My hands are shaking so violently I can feel it in my elbows, a rhythmic vibrating of pure, unadulterated terror. Stop it. Stop shaking. I grip the wheel until my knuckles turn white, forcing the tremor down by sheer will.

I pick up my phone. I call Nadia.

It rings twice.

“Hey, did you make it in time or did you do the sprint again because I keep telling you if you just left ten minutes ear—”

“They took him.” My voice cracks completely down the middle. “Nadia. Someone took Theo.”

Silence.

“I’m calling you back in two minutes,” she says, and she is suddenly a completely different person, all the warmth is gone. She sounds like a whetted blade. “Drive to the precinct. Don’t stop anywhere. Go right now.”

She hangs up.

I drive.

The precinct is a low building on a corner, the kind of architecture that communicates authority without spending too much on it.

I push through the front door and the air in the precinct smells like floor wax and old coffee. I am still shaking, a fine, high-frequency vibration in my jaw, my hands, a seizing in my chest that feels like a physical hand squeezing my heart dry.

“My name is Mara Kovacs,” I tell the officer at the front desk. My voice sounds like it’s coming from the bottom of a well. “My son. He was taken from his school. I need help right now. Please. Someone has to help me.”

I’m pleading. I’m a mother, falling apart and breaking. I don’t care about anything right now but my son.

I am leaning into his desk like he’s the only thing keeping me upright.

He looks at me with a flat, heavy stillness that makes the hair on my arms stand up.

He picks up the phone and presses one single button. One button, his eyes kept on me while it connects like he’s making sure I don’t move.

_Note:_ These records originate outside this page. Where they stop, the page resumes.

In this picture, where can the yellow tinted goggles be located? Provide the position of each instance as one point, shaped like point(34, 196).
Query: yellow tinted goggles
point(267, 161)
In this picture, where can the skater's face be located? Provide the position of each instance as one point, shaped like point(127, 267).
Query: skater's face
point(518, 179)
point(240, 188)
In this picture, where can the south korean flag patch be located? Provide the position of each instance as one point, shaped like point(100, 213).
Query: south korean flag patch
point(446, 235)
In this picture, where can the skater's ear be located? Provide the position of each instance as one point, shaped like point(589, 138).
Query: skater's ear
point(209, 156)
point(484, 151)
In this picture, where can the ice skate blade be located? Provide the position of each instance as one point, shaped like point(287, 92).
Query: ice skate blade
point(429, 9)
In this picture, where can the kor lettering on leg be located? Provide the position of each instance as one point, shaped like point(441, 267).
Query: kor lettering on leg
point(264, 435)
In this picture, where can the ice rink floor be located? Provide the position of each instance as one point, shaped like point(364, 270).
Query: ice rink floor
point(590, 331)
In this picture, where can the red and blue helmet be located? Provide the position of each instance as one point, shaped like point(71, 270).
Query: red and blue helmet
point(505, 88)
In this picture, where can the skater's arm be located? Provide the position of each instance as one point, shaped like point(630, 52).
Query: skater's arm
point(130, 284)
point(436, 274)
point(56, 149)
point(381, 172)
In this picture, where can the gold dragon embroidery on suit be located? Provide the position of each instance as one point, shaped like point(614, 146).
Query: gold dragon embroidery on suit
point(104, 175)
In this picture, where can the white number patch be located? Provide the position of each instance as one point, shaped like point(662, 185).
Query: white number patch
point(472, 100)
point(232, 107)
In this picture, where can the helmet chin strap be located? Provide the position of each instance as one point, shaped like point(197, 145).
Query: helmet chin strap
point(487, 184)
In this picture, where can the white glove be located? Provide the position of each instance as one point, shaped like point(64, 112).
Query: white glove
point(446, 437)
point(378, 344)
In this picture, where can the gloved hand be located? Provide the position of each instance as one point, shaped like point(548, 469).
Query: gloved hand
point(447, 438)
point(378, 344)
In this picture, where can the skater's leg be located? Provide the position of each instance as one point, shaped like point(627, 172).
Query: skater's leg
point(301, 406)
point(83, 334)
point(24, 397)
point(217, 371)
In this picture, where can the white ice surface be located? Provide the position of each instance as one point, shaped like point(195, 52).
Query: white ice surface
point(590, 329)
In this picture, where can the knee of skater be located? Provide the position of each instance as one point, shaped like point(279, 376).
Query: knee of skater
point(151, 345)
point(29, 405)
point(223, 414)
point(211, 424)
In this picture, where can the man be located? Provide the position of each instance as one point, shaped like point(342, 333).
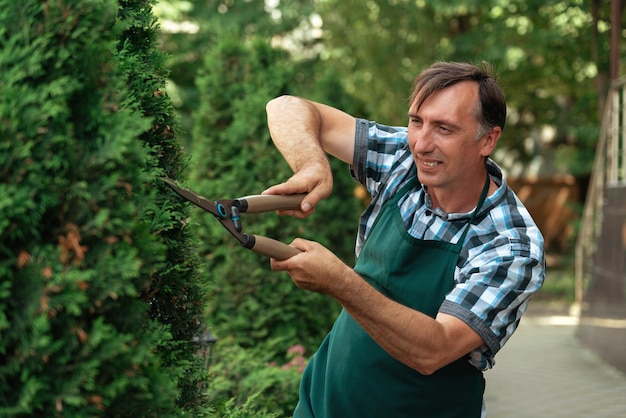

“She’s here,” he says. His eyes never leave mine.

She’s here? What the hell?

“She’s here,” he says into the receiver.

The ice that starts in my stomach doesn’t just chill me; it turns my blood to slush. My vision clears with a violent, agonizing snap.

You idiot, my mind hissed. You soft, desperate fool.

I scan the room. I should have done this the second I stepped over the threshold. I see it now. Two officers. One by the door I just entered. One by the corridor to my left. They aren’t looking at me, but they are angled toward me, their weight shifted onto the balls of their feet.

This isn’t a precinct waiting room. It’s a kill box.

“Mrs. Kovacs.” The desk officer sets the phone down with a small careful click. “If you’ll just come through to the back, the captain would like to take your statement personally. Just through there—” He gestures to his right, toward a door marked PRIVATE, and starts to rise from his seat.

The officer near the front door takes one step to his left.

Just one step. Casual. Like he’s stretching.

It puts him directly in front of the exit.

Cut off the retreat. Box her in. The panic for Theo is still there, a screaming animal in the back of my brain, but it’s being overridden by a cold, predatory calculation.

If I go through that door, I never come out.

If I stay here, they’ve got me. And if they have me, there is no one left to find my son.

Run.

I don’t hesitate. I don’t give them the satisfaction of seeing me look at the exit.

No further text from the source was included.